As if on cue, the pilot wound up the turbofans and the jet began its urgent rumbling down the tarmac. Then they were off, gradually leaving Miami behind and beneath them. Trisha could see the near panic in Pete’s face as the servos repositioned the flaps and the bottom seemed to drop out of the starboard side of the aircraft, the captain turning west into the setting sun. In her own way, she was just as unsteady.
She had gotten what she thought she had wanted, a kick up the ladder. No longer could she hide herself in the shadow of tail fins or rotor blades. Trisha had been forced out of her cozy titanium, aluminum, and carbon fiber womb. The whole manufacturing sector was her gig now, all of it, everything from baby bottles to ball bearings, from farm equipment to pharmaceuticals. The days of simple, seamless trips to Seattle and Toulouse were no more. She was far less familiar with her new arena, an arena with a distinctly Third World flavor.
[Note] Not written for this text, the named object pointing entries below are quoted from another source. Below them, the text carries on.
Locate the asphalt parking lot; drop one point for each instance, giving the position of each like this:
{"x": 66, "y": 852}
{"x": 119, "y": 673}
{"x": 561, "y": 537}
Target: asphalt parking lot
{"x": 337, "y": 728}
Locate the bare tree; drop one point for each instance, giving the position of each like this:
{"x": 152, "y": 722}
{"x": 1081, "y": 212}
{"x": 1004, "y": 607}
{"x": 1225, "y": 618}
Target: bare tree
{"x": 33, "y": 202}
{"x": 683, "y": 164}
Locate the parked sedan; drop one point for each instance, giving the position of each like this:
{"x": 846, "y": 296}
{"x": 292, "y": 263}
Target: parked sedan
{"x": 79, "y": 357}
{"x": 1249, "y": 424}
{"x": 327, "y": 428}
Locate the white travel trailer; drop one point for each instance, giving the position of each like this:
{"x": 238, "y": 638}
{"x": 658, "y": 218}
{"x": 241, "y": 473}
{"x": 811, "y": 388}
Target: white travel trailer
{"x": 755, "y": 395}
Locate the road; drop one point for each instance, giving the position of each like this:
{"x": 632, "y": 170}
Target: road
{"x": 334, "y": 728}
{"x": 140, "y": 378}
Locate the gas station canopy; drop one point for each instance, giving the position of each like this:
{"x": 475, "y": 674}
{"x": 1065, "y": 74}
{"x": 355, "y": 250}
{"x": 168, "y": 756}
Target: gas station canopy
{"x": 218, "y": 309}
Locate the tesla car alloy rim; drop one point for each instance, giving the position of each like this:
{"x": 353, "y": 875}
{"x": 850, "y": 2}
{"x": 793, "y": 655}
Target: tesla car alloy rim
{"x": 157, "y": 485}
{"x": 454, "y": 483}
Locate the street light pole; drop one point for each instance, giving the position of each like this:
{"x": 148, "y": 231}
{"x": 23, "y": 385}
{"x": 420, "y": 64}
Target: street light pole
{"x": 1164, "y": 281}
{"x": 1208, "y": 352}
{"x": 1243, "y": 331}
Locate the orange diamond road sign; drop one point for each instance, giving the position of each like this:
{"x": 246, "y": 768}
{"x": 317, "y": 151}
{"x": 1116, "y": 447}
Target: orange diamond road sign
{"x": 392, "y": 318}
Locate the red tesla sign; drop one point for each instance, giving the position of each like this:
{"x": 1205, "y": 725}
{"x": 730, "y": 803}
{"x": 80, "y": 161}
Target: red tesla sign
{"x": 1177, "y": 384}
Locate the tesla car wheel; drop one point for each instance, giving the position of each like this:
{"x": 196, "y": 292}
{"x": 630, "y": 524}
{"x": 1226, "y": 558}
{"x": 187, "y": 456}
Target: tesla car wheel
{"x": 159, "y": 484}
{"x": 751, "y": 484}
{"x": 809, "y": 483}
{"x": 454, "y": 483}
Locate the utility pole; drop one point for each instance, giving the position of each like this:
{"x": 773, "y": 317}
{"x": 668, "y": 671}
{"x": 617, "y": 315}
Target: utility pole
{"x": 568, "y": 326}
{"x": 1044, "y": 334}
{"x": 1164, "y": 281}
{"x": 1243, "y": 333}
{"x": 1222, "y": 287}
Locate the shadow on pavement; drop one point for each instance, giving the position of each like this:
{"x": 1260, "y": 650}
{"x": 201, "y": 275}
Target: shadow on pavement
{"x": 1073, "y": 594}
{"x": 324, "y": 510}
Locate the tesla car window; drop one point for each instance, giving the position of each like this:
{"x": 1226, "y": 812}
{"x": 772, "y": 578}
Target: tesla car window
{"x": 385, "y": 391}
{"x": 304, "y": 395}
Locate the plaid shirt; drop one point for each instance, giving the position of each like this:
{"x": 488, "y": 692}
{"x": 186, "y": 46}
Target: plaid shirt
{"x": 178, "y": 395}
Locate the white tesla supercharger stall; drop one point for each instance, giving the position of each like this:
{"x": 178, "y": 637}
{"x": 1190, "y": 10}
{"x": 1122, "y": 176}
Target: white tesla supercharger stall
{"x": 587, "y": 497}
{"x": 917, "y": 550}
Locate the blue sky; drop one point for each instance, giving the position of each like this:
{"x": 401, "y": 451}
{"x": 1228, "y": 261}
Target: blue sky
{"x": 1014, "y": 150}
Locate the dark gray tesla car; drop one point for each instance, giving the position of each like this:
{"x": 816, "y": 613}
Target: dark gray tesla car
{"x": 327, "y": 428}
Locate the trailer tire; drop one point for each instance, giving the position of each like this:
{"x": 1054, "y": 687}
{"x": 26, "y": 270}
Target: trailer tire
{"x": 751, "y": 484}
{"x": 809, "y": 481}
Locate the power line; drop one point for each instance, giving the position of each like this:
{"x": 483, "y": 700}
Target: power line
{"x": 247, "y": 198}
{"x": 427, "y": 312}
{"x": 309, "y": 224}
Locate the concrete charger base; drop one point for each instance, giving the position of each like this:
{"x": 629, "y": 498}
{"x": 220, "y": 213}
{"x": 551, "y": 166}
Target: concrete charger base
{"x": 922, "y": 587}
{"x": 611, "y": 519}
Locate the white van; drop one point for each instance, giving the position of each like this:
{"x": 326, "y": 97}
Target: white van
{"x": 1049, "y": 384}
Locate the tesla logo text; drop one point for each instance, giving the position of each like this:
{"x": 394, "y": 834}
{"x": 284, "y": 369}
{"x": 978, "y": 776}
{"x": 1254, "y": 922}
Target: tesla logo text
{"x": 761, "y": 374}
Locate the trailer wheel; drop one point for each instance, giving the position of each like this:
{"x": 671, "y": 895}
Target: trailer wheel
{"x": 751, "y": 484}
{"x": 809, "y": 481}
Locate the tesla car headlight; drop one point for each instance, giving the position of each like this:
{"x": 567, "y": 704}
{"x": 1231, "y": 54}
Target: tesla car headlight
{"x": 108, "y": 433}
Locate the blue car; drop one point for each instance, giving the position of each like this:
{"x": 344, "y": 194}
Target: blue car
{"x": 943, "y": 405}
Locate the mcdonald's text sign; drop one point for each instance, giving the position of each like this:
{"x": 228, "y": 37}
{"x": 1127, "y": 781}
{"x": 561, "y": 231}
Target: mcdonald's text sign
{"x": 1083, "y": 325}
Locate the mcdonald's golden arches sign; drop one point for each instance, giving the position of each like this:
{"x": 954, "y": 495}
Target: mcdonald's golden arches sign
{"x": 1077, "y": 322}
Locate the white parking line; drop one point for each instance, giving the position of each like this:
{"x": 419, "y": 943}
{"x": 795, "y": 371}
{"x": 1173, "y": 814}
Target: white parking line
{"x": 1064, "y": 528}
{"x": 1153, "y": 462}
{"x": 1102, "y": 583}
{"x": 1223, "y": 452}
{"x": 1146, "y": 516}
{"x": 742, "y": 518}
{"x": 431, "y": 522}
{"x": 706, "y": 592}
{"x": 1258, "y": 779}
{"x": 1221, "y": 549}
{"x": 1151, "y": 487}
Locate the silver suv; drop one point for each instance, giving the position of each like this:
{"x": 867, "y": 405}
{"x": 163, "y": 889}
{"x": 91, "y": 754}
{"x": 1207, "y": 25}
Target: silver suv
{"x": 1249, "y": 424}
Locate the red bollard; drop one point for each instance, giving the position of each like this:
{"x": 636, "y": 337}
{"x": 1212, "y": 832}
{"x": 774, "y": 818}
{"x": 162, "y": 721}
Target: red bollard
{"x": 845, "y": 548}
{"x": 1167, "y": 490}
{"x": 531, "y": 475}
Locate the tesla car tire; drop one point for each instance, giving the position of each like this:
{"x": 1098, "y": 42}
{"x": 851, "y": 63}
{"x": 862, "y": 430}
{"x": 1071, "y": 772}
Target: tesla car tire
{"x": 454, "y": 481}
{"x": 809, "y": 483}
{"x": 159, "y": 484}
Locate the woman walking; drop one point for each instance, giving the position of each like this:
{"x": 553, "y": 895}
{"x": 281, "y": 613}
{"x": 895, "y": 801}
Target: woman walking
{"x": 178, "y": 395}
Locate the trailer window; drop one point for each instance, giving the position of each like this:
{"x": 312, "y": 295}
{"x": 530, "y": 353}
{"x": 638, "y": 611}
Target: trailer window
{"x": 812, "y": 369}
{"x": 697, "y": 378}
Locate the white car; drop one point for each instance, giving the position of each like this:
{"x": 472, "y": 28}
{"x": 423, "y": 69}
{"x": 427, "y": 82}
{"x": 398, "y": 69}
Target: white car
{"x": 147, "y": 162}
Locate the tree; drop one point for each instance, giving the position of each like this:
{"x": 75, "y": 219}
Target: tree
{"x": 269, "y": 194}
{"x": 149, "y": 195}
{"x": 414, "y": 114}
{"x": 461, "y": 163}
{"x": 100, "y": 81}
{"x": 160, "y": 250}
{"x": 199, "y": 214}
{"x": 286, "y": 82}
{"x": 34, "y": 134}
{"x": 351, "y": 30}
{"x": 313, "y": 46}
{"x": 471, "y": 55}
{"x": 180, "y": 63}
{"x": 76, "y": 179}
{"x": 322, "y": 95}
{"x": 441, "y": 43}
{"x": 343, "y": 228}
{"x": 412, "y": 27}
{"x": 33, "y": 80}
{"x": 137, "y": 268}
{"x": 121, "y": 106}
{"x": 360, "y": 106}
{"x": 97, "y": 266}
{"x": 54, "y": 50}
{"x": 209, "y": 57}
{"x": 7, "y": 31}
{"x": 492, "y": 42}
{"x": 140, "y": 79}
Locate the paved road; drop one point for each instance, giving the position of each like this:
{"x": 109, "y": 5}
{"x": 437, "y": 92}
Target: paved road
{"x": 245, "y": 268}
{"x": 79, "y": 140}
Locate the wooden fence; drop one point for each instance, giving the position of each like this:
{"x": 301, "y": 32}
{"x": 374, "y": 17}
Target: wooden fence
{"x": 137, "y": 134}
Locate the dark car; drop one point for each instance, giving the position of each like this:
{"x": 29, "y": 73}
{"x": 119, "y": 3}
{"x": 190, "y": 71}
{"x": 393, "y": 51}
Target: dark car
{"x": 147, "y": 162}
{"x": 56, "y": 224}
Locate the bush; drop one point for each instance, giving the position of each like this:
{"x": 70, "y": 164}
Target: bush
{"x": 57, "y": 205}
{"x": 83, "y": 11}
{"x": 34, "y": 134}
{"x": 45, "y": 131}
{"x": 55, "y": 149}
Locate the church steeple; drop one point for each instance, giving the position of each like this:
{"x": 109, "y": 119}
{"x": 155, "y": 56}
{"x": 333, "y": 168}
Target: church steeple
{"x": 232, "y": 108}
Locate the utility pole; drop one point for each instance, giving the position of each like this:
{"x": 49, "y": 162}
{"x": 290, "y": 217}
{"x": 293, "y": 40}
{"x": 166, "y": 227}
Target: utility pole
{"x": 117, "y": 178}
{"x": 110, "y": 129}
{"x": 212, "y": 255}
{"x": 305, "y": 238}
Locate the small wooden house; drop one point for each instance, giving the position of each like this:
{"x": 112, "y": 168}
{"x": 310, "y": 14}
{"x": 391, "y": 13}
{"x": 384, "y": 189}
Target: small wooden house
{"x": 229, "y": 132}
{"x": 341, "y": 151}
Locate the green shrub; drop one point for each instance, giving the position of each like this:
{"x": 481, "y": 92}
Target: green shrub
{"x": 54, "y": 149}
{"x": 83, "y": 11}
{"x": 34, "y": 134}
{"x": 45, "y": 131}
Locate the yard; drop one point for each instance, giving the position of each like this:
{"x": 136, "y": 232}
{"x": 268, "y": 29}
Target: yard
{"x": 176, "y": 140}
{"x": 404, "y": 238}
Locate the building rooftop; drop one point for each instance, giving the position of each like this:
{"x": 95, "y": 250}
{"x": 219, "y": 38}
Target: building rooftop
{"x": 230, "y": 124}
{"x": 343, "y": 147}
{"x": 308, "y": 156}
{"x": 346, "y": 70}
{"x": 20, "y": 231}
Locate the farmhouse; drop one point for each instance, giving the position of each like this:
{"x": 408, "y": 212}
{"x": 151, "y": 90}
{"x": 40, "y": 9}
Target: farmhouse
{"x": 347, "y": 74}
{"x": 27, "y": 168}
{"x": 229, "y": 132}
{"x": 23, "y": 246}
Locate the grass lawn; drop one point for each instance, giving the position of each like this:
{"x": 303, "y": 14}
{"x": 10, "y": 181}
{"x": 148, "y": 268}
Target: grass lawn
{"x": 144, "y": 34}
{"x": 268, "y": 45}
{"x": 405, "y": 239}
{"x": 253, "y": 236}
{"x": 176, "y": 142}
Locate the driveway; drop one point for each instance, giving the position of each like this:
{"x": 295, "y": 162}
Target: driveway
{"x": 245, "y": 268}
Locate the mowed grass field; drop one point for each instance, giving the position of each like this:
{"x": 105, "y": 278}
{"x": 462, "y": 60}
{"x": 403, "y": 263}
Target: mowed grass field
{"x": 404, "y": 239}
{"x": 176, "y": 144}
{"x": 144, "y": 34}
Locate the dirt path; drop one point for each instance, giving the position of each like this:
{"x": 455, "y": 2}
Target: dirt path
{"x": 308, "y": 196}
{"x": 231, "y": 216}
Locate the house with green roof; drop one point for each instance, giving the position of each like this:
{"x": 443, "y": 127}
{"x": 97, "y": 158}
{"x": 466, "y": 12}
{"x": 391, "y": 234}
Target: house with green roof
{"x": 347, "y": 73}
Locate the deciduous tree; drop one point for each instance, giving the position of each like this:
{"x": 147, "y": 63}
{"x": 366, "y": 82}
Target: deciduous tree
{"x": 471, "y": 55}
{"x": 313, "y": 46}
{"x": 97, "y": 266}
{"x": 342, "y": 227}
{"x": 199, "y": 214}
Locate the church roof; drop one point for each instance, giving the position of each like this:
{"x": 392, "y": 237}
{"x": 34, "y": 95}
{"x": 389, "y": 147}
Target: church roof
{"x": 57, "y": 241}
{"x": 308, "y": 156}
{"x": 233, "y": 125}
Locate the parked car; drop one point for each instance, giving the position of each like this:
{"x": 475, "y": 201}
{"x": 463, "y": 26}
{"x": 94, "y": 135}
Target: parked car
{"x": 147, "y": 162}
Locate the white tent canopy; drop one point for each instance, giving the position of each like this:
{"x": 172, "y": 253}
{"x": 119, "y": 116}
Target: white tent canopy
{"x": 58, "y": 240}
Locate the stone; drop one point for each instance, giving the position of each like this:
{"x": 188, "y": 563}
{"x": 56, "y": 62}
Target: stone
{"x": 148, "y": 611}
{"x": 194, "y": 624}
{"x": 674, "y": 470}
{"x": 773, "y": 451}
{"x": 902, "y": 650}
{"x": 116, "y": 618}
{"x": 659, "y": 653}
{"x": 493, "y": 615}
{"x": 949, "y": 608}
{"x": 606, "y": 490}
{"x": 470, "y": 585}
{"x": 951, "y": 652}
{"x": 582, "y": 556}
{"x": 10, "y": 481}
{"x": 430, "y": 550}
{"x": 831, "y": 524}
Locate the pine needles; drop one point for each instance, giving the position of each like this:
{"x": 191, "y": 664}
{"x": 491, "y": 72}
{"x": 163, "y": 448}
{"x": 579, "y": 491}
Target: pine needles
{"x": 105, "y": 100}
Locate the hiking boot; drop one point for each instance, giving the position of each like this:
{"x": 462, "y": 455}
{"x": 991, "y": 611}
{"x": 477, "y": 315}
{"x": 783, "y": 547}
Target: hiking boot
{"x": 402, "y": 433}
Trisha knew she was good at managing herself and her career. She was more than good, she was superior, and had handled her small team deftly. Problem was, the team had grown exponentially. And as much money as was at stake in aircraft manufacturing, it was penny-ante compared to the whole manufacturing shebang. Shebang, she thought, what a silly word, but her dad had used it all the time. He was full of quaint phrases and cowboy wisdom. Even now she had trouble accepting he was gone. Other than her job, he had been all she had. He would have been so proud of her. Remembering him, his crooked smile, his rough good looks, the day he gave her her first saddle, Trisha looked past Pete Dutton and out the window into the deepening night. And she found her eyes drifting back toward Pete’s face.
He seemed an interesting man, polite and unafraid to show vulnerability. She could count on one finger the number of male colleagues who would have dared display fear in front of her. On the Street, fear was weakness and weakness was death, and you never let it see the light of day. You battened it down, you plowed it under. You swallowed that bastard whole.